On Cash's live album recorded at San Quentin State Prison, Wootton stood on such tracks as "I Walk the Line" and "Folsom Prison Blues". Wootton continued in the band with only a brief respite until Cash retired from active touring in 1997.

With Cash's retirement from the stage, Wootton was willing to take non-musician work to earn a living. He worked as a tour bus driver, including a stint for the Smashing Pumpkins. Wootton did not participate in the recording sessions that became known as Cash's American Recordings albums. From 2006 to 2007, Wootton performed with Cash's original drummer, W. S. Holland, his wife Vicky Wootton, and his daughter Scarlett Wootton as The Tennessee Three. In 2006 the band released their first album since Cash's death, a tribute titled The Sound Must Go On.
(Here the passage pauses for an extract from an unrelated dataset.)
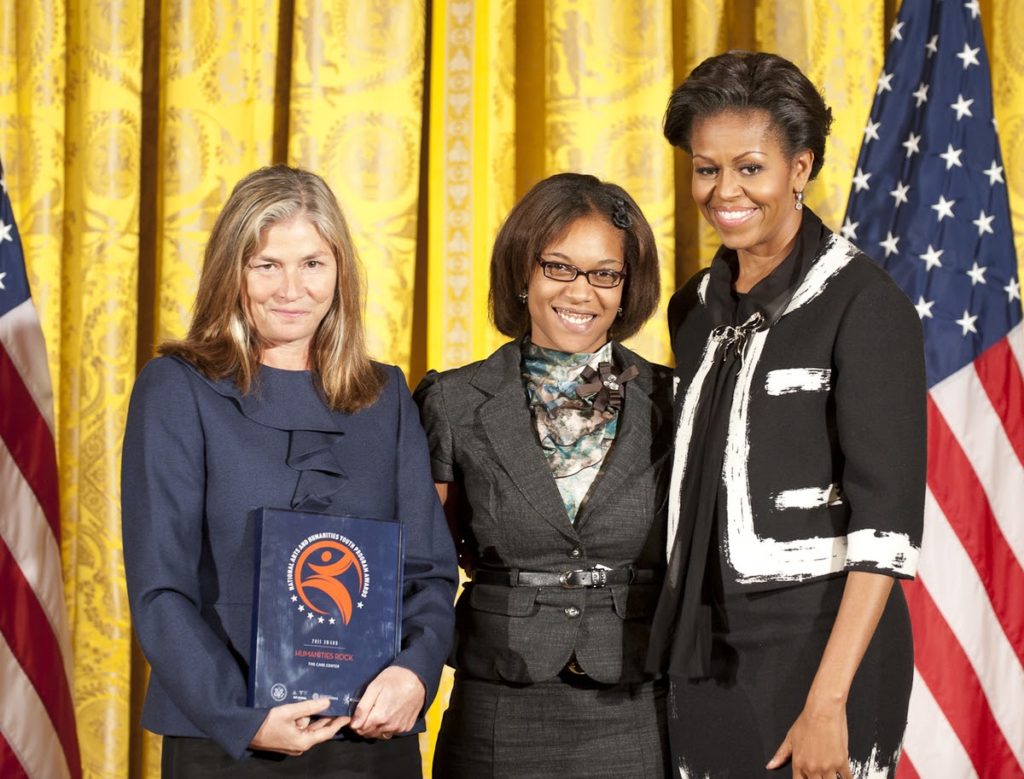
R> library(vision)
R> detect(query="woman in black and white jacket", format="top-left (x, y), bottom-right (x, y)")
top-left (652, 52), bottom-right (926, 779)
The Tennessee Three was scheduled to perform at Folsom Prison in January 2008 to commemorate the 40th anniversary of Cash's Folsom show. Wootton eventually withdrew from the concert project, which was later scrapped following disputes between prison officials and show promoters. Wootton continued his 2008 touring as the Tennessee Three with drummer Rodney Blake Powell, Vicky, Scarlett, and Montana Wootton to crowds in several countries. The band continued to tour throughout 2009.

Wootton died of dementia on April 9, 2017, in Gallatin, Tennessee, at the age of 75.